Uptrenda · on Nov 11, 2022

Anyone know if there's a more accurate alternative to NTP that doesn't require specialized hardware?

zie · on Nov 11, 2022

If you need more accuracy than NTP by itself can give you, then you have specialized needs and you need to understand those needs very well, as no general solution is likely to work for you. that said, there is a protocol for it, PTP: https://en.wikipedia.org/wiki/Precision_Time_Protocol

mlyle · on Nov 11, 2022

PTP and NTP are about the same without hardware support.

With hardware support, and without any thought or tuning-- you probably get your machines synchronized 2 orders of magnitude closer. (From sub-millisecond to a few microseconds). And, of course, PTP can do much better than this.

zie · on Nov 12, 2022

I agree with everything you said. Most problem domains probably have no need for more than what NTP can deliver. Regardless, if NTP alone can't solve your time problems, then you need to really understand what your actual problem is, as there is no guarantee that PTP can solve it either.

mlyle · on Nov 12, 2022

> Regardless, if NTP alone can't solve your time problems, then you need to really understand what your actual problem is, as there is no guarantee that PTP can solve it either.

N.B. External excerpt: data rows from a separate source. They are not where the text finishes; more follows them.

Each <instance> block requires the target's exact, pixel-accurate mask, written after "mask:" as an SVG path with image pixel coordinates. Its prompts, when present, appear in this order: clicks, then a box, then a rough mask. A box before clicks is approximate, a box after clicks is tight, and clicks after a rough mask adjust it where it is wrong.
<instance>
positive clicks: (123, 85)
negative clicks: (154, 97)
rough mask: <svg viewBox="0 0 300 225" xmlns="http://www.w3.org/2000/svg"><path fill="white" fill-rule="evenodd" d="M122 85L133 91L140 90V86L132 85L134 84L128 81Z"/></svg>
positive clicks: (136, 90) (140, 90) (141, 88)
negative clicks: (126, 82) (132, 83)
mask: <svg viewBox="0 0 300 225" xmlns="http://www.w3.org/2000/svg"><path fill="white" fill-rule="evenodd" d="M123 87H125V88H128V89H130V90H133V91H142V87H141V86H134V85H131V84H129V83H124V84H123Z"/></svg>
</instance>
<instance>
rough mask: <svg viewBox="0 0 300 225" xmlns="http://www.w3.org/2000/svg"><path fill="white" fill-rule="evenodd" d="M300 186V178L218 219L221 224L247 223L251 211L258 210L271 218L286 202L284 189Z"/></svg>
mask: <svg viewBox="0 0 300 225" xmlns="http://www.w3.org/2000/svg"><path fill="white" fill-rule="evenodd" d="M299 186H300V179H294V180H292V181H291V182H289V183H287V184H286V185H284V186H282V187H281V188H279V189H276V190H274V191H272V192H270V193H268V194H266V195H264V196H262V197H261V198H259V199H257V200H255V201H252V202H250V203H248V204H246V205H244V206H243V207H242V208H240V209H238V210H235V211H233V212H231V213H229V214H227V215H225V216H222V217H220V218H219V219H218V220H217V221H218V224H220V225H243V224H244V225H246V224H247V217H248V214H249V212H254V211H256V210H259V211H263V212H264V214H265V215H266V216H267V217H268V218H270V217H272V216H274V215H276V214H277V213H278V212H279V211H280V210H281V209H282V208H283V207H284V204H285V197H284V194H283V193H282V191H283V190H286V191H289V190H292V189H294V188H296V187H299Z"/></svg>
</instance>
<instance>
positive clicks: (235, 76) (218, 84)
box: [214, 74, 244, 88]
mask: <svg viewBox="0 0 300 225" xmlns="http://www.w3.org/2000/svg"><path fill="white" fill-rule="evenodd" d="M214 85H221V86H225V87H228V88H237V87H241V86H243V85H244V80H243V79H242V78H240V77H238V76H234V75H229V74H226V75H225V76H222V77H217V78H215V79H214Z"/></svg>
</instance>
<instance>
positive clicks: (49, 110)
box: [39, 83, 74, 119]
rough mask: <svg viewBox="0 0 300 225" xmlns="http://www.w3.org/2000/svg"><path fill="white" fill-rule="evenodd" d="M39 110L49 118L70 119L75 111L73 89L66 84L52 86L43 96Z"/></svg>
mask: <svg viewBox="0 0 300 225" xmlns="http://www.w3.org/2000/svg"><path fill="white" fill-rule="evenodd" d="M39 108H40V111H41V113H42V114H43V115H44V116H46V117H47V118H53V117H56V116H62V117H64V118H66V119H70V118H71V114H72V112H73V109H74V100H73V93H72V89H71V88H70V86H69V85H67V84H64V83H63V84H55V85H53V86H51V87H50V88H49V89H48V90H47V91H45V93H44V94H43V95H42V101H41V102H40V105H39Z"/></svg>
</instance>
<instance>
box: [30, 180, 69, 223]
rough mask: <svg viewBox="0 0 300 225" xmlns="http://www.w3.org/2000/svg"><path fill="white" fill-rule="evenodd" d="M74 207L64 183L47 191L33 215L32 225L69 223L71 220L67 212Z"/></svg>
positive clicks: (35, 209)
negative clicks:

Yah... on the other hand, there's a whole lot of applications where precision is a nice-to-have but not a necessity--- e.g. better ordering events between multiple machines without vector clocks, etc, when we're troubleshooting.

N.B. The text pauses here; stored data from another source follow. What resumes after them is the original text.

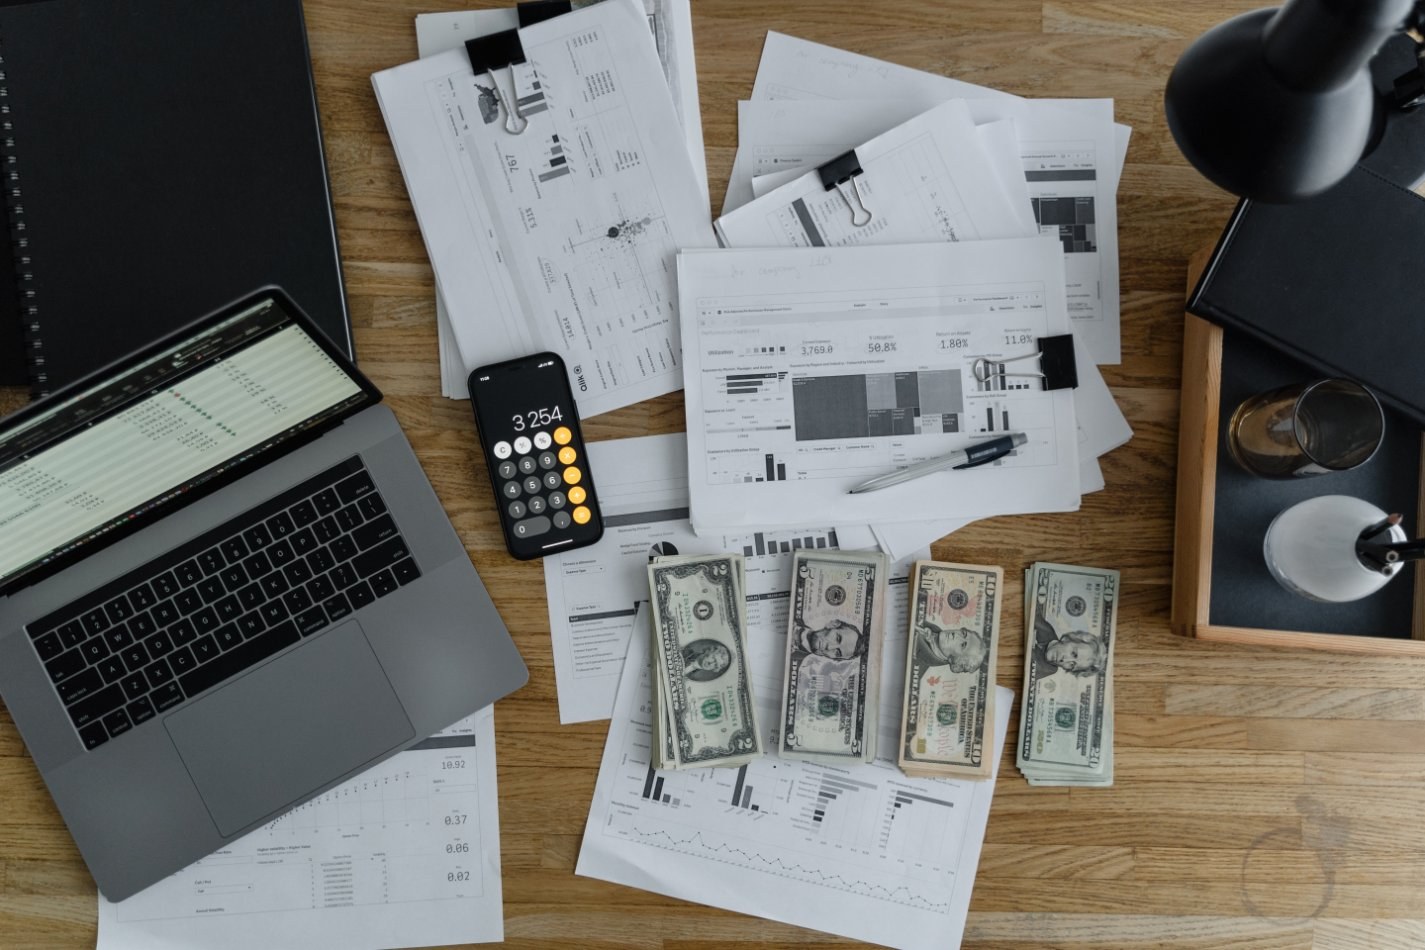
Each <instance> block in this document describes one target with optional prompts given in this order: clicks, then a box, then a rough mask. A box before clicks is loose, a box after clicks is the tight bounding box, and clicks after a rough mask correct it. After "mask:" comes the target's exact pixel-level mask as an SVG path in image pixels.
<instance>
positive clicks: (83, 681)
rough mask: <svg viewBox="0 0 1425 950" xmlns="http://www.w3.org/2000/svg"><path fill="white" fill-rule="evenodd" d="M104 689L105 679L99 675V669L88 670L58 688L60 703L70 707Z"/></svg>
mask: <svg viewBox="0 0 1425 950" xmlns="http://www.w3.org/2000/svg"><path fill="white" fill-rule="evenodd" d="M103 688H104V678H103V677H100V675H98V671H97V669H86V671H84V672H81V674H80V675H77V677H70V678H68V679H66V681H64V682H61V684H60V685H58V687H57V689H56V691H57V692H58V694H60V702H63V704H64V705H70V704H74V702H78V701H80V699H83V698H84V696H88V695H93V694H95V692H98V691H100V689H103Z"/></svg>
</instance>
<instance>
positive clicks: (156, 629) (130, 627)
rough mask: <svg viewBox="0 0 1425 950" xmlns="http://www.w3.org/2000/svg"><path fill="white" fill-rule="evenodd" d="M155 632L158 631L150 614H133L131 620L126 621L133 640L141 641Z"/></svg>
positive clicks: (129, 631) (151, 616) (156, 624)
mask: <svg viewBox="0 0 1425 950" xmlns="http://www.w3.org/2000/svg"><path fill="white" fill-rule="evenodd" d="M155 630H158V624H155V622H154V618H152V614H150V612H148V611H144V612H142V614H134V617H133V620H130V621H128V632H131V634H133V635H134V638H135V640H142V638H144V637H147V635H148V634H151V632H154V631H155Z"/></svg>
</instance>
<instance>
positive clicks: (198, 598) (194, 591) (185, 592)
mask: <svg viewBox="0 0 1425 950" xmlns="http://www.w3.org/2000/svg"><path fill="white" fill-rule="evenodd" d="M174 607H177V608H178V612H180V614H182V615H184V617H187V615H188V614H191V612H194V611H195V610H198V608H199V607H202V597H199V595H198V591H195V590H194V588H191V587H190V588H187V590H181V591H178V597H175V598H174Z"/></svg>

Jamie9912 · on Nov 11, 2022

Can't ping time.aws.com. When I mtr it, it's over 60 milliseconds away, I think i'll stick to time.cloudflare.com which pings in 5 milliseconds

rswail · on Nov 11, 2022

How is ping latency a measure of time accuracy?

sgtnoodle · on Nov 11, 2022

It's a bound on inaccuracy from assumptions made about communication delays? I believe a protocol like NTP assumes delays are symmetric, and uses half the round trip time. There's no guarantee that delays are symmetric or repeatable, though.

jwsteigerwalt · on Nov 11, 2022

This is really starting to hint of a James Bond/Superman plot. The billionaire villain gently takes control of the worlds timekeeping systems then covertly or overtly started making changes for their own benefit…